Antisemitism is a specific, historically produced political project. Antisemitism’s historical roots are in European Christianity. From earlier Christian-supremacist demonization of Jews, such as through the "blood libel" myth, antisemitism has evolved into conspiracy theories that deflect people’s anger about their oppression away from the ruling class and toward a scapegoat of "the Jews," imagined as an all-powerful, evil cabal against whom they can "punch up."
Antisemitism is intertwined with other forms of oppression. White supremacists promote conspiracy theories about how Jews are supposedly promoting racial equality and immigration as a means of "destroying the white race." Anti-immigrant and anti-LGBTQ movements use antisemitic conspiracy theories about malevolent elites conspiring to overwhelm the borders of the nation-state and to defile the traditional Western boundaries of gender, sexuality and family.
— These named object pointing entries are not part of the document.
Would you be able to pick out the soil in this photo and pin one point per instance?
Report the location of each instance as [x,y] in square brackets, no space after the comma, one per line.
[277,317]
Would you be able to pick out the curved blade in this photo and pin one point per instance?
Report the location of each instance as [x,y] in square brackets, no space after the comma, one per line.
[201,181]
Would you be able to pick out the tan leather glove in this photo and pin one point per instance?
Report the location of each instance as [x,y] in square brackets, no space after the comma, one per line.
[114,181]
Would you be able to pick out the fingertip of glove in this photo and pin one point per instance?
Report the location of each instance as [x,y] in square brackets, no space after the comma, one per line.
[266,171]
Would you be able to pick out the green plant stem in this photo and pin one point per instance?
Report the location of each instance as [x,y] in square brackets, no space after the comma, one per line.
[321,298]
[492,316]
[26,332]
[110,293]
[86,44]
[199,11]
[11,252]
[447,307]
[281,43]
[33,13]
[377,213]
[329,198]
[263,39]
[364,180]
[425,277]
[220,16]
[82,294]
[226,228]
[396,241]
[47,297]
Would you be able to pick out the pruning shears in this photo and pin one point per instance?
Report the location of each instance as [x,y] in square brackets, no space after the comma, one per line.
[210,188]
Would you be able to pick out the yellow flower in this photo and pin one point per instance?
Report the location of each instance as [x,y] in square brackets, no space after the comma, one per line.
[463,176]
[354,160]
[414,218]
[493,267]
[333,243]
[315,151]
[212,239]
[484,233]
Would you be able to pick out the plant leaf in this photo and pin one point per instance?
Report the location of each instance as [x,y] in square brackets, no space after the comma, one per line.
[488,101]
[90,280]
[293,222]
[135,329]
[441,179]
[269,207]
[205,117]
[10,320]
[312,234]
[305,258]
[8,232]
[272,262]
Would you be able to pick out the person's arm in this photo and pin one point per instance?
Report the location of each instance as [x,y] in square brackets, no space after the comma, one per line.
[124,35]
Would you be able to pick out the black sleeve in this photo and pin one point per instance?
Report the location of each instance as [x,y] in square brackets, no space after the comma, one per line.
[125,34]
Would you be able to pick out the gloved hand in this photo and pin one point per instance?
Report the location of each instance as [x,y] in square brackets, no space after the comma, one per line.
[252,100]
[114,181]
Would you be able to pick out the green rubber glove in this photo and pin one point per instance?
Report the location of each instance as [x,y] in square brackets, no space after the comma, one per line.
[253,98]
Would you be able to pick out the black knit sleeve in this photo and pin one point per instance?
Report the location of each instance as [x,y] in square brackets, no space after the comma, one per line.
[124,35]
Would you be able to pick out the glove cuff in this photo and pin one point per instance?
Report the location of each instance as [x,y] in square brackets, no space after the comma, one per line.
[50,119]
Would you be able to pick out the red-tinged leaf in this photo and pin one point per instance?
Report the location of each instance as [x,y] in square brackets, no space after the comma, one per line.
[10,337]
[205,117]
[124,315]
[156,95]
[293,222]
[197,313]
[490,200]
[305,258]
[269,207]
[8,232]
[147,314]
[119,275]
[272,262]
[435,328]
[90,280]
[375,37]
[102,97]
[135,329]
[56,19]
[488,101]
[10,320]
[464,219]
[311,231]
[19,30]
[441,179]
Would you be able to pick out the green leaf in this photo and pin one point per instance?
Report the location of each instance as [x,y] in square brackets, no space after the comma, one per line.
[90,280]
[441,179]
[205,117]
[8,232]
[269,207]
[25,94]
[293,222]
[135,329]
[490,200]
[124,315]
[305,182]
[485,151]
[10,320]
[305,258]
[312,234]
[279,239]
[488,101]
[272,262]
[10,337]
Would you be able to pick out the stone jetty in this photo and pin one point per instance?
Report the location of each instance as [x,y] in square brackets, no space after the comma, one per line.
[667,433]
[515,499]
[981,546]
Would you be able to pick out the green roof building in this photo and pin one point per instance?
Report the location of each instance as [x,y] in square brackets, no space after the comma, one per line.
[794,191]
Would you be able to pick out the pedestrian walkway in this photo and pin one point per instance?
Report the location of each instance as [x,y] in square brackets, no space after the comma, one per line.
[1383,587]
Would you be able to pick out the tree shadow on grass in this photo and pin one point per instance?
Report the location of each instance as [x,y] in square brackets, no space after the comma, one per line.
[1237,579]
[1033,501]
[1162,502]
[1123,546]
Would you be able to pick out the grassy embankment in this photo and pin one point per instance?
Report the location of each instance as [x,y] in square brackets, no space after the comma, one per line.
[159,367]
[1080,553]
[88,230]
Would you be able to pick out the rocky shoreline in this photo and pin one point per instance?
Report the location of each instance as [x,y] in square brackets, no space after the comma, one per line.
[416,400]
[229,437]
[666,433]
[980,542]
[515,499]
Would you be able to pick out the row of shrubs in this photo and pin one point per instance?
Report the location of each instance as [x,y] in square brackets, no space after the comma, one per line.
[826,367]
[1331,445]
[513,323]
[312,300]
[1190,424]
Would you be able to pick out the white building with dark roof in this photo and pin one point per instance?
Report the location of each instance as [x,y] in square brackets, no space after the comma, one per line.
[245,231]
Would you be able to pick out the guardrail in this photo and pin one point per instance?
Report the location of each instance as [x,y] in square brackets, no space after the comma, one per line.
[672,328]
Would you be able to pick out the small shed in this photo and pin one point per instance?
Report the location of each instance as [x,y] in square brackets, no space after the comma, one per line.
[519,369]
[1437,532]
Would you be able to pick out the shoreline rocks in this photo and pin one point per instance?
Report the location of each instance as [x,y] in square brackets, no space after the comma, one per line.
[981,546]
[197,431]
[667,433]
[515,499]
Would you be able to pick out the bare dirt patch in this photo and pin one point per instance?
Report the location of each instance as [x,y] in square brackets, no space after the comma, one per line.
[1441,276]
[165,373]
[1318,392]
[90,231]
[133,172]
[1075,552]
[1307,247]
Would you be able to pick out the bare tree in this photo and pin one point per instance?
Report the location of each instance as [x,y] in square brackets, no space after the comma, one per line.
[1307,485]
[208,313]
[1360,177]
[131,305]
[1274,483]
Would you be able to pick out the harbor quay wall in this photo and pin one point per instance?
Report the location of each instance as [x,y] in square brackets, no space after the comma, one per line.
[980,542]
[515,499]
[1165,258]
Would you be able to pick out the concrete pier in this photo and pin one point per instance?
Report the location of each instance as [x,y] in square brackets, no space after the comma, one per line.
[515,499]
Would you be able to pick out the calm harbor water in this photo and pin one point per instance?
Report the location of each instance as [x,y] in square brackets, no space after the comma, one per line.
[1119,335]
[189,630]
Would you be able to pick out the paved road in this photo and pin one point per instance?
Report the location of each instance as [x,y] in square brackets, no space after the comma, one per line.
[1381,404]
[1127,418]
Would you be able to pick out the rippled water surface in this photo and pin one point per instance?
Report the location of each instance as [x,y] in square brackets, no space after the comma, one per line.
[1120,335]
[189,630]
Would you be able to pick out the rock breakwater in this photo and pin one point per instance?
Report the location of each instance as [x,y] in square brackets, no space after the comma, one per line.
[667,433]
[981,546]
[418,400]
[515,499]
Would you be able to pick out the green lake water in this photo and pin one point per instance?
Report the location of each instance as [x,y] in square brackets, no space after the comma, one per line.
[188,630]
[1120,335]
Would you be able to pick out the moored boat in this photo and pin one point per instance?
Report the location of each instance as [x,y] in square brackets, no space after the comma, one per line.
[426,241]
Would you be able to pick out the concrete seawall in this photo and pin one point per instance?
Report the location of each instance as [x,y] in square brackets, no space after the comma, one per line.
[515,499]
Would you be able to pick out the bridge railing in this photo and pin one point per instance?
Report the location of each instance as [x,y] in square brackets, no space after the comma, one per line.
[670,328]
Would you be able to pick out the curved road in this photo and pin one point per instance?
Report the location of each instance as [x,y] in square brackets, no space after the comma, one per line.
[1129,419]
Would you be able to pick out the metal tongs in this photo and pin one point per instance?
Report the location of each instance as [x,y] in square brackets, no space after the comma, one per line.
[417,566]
We believe that the only way to respond to antisemitism is through an intersectional approach that builds solidarities across movements for dismantling these oppressive systems. In doing so, we aim to continue liberatory traditions of solidarity between particular Jewish and non-Jewish communities. For example, in the 1920s, working-class Jews in New York City established cooperative housing, reserving apartments for Black families, protesting anti-Black housing discrimination and building a kindergarten to support working mothers. Recently, Jews have protested ICE and border camps under the principle of "never again." Anti-Zionist and non-Zionist Jews have organized in intersectional solidarity by reckoning with our multiple complicities with settler colonialism — building relationships of solidarity with Native American and Indigenous Palestinian peoples against the U.S. occupation of Turtle Island and the U.S.-supported Zionist colonization of Palestine.
Inspired by those who have taken up the emancipatory values of Jewish and other movement traditions, we seek to follow in their footsteps in the place where we live. In Durham, Jewish well-being has been bound to the freedom struggles of others in the American South. During the Civil Rights Movement, while some Jewish people took the side of the segregationists and others were indifferent to Black people’s struggles, many Jewish people organized in solidarity with Black people. Some Jewish students engaged in civil disobedience, such as Joseph Tieger, a Duke graduate who was arrested twenty-three times protesting for desegregation. After he and a half-dozen Jewish students were arrested for a sit-in that blocked traffic, the judge who sentenced him to jail said that he had "the dubious distinction of having the most arrests in Orange County" for civil rights. We hope to follow in their example.
To support the creation of an alternative, non-Zionist and anti-Zionist, diasporic Jewish community, we have formed a new group: Duke Jewish Solidarity Movement. We are students, staff, faculty and alumni, including Jews and non-Jews. Our group continues emancipatory traditions of Jewishness, intertwined with other liberatory movements. We commit to liberatory values, which we interpret in new ways as we study and practice them through organizing.
We take inspiration from past and current Jewish movements that act in coalition for collective safety and liberation. Jewish groups like IfNotNow, Jewish Voice for Peace (including its Triangle chapter) and Breaking the Silence are refusing the assumption that Jewish safety requires the oppression of Palestinian people. We are affiliated with one such group, Judaism On Our Own Terms, a network that seeks to empower Jewish communities that are "both in solidarity with all oppressed and colonized communities across the world and radically inclusive of many different notions of, experiences with, and ways of relating to Judaism."
We see our movement for justice bound up with decolonization as a transnational movement across Palestine, Turtle Island and other settler-colonial situations. In Durham, we aim to organize with Duke NAISA, the Occaneechi Band of the Saponi Nation, Duke SJP, Duke ASJP, Duke Divest Coalition and others, helping to build solidarity across movements for decolonization.
With doikayt in mind, we ask how we should be present at Duke, with each other, in solidarity and common cause with others.
Abi Human, Bindu Thota, Eli Meyerhoff, and Matthew Slayton are representatives of the Duke Jewish Solidarity Movement.